Task failed: Data Profiling Task
SSIS package "Package 2.dtsx" finished: Success.

As you can see, there is no actual problem description or any failed values.
Here are the circumstances under which I could reproduce that error:
1. I have only "Data profiling task" in my SSIS package.
2. Chosen only "Column Value Distribution Profile" and "Candidate Key Profile" for problematic table.
3. Left all other parameters as Defaults and execute the package.

That produced the error.

I've tried following to reproduce it but it hasn't worked:
1. Single research on "Column Value Distribution Profile" or "Candidate Key Profile" - single items have not produced errors, only that pair together.
2. Copying that table another database has not produced the error.
3. When I've tried to specify single columns, not all columns returned the error, but only the one, which is unique.

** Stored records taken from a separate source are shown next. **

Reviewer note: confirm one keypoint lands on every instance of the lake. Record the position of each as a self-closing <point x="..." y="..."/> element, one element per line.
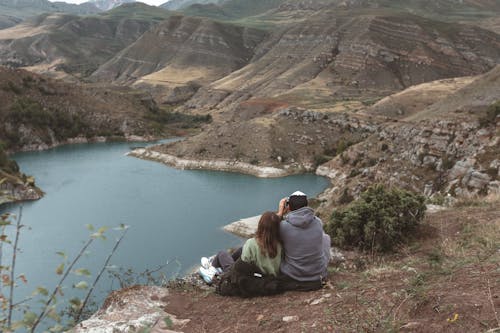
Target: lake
<point x="175" y="216"/>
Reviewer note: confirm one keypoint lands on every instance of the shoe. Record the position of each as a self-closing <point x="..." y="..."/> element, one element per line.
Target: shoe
<point x="205" y="263"/>
<point x="208" y="273"/>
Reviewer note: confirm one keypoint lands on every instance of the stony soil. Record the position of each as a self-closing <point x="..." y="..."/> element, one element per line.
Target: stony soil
<point x="448" y="280"/>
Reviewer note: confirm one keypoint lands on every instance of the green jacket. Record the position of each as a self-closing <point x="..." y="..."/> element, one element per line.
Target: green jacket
<point x="252" y="254"/>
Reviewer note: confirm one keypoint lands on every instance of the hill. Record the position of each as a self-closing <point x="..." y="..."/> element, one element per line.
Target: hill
<point x="72" y="44"/>
<point x="332" y="58"/>
<point x="21" y="9"/>
<point x="8" y="21"/>
<point x="38" y="112"/>
<point x="182" y="54"/>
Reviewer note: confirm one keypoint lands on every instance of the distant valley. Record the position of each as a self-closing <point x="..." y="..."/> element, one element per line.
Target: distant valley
<point x="348" y="89"/>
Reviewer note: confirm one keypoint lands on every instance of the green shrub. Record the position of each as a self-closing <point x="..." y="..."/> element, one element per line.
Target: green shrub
<point x="490" y="116"/>
<point x="378" y="221"/>
<point x="29" y="112"/>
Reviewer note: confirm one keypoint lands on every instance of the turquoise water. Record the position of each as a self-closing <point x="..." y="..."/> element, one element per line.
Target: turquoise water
<point x="175" y="216"/>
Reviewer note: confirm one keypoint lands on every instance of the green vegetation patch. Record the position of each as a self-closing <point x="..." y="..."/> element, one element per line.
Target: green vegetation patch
<point x="31" y="113"/>
<point x="378" y="221"/>
<point x="162" y="118"/>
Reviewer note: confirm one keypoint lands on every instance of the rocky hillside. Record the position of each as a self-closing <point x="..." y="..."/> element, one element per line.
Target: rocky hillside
<point x="179" y="4"/>
<point x="335" y="57"/>
<point x="183" y="53"/>
<point x="37" y="112"/>
<point x="8" y="21"/>
<point x="75" y="45"/>
<point x="449" y="147"/>
<point x="15" y="186"/>
<point x="21" y="9"/>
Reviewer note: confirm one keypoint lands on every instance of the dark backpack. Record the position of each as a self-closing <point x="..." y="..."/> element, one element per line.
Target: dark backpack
<point x="246" y="280"/>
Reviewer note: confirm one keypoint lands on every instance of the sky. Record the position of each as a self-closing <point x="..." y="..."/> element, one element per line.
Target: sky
<point x="149" y="2"/>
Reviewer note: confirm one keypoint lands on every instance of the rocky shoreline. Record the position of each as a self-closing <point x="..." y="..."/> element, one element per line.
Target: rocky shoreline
<point x="216" y="165"/>
<point x="14" y="189"/>
<point x="80" y="139"/>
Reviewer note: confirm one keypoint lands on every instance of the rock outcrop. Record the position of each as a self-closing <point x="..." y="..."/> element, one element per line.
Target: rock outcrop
<point x="72" y="44"/>
<point x="38" y="113"/>
<point x="334" y="56"/>
<point x="182" y="53"/>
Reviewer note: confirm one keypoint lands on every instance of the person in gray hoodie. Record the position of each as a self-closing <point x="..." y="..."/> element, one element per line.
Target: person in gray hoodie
<point x="306" y="246"/>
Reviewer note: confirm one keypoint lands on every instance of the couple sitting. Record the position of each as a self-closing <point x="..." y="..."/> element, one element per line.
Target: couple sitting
<point x="290" y="251"/>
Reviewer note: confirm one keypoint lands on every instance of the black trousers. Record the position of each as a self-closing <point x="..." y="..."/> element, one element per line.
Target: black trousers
<point x="225" y="260"/>
<point x="287" y="283"/>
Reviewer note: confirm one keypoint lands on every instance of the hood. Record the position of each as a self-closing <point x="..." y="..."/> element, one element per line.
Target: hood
<point x="301" y="218"/>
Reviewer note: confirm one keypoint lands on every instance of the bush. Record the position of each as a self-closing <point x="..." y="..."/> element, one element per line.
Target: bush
<point x="378" y="221"/>
<point x="6" y="164"/>
<point x="490" y="116"/>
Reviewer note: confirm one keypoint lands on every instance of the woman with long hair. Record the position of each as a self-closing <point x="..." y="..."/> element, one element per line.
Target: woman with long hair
<point x="263" y="250"/>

I've found similar question on Microsoft forum and even posted my question and research there, but obviously, nobody could reproduce that error too. (https://social.msdn.microsoft.com/Forums/sqlserver/en-US/d0a8716b-54ae-4298-a03c-b9374ee1e0dc/systemargumentoutofrangeexception-error?forum=sqlintegrationservices)

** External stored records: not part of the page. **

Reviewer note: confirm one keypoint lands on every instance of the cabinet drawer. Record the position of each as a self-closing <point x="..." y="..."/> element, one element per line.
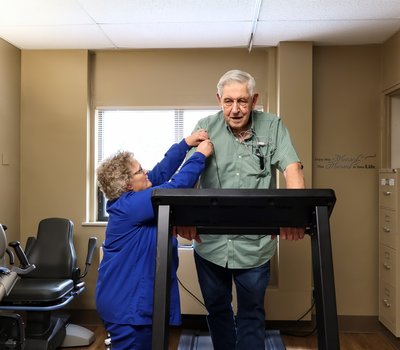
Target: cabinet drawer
<point x="388" y="190"/>
<point x="388" y="233"/>
<point x="387" y="264"/>
<point x="387" y="305"/>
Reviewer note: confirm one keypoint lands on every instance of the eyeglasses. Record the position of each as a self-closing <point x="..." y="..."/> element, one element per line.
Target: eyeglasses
<point x="242" y="102"/>
<point x="140" y="171"/>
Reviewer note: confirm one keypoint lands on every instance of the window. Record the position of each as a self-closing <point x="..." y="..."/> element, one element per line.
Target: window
<point x="147" y="133"/>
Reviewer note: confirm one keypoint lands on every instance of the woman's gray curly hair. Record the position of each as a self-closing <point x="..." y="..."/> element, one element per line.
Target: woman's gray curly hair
<point x="114" y="173"/>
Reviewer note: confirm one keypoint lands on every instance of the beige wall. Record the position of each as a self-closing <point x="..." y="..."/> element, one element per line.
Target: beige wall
<point x="346" y="89"/>
<point x="346" y="132"/>
<point x="54" y="136"/>
<point x="10" y="87"/>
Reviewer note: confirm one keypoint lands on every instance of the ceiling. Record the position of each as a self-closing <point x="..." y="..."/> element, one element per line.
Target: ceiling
<point x="150" y="24"/>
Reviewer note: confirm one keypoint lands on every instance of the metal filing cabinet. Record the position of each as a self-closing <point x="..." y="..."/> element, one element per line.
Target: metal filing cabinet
<point x="389" y="250"/>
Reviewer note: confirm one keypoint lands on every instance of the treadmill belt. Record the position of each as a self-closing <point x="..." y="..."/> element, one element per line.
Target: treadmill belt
<point x="196" y="340"/>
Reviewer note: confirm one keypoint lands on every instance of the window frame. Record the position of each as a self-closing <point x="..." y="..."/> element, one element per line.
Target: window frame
<point x="100" y="201"/>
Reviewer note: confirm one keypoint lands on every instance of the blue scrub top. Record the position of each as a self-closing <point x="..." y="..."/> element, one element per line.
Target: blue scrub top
<point x="125" y="285"/>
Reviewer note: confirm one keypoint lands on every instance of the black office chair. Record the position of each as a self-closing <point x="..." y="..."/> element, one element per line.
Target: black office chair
<point x="52" y="284"/>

So, then I've tried to look deeper at the data. I've noticed that when I run following queries I get different result:
EXEC sp_spaceused '[dbo].[ProgramLocking_JN]';
GO
SELECT COUNT(*)
FROM [dbo].[ProgramLocking_JN]
GO

As you can see, "sp_spaceused" procedure returns 336 rows, while in reality table has 337 rows.

DBCC CHECKDB returned no errors and following info on the table.
DBCC results for 'ProgramLocking_JN'.
There are 337 rows in 9 pages for object "ProgramLocking_JN".

Then I've tried to use DBCC UPDATEUSAGE as following:
DBCC UPDATEUSAGE(0,'ProgramLocking_JN') WITH COUNT_ROWS;
And got following result:
DBCC UPDATEUSAGE: Usage counts updated for table 'ProgramLocking_JN' (index 'ProgramLocking_JN', partition 1):
        ROWS count: changed from (336) to (337) rows.
DBCC execution completed. If DBCC printed error messages, contact your system administrator.

After that little fix the SSIS error has gone.

Lesson learned:
Before running SSIS Data Profiling it is nice to run "DBCC UPDATEUSAGE(0);" command against all databases you are doing your research.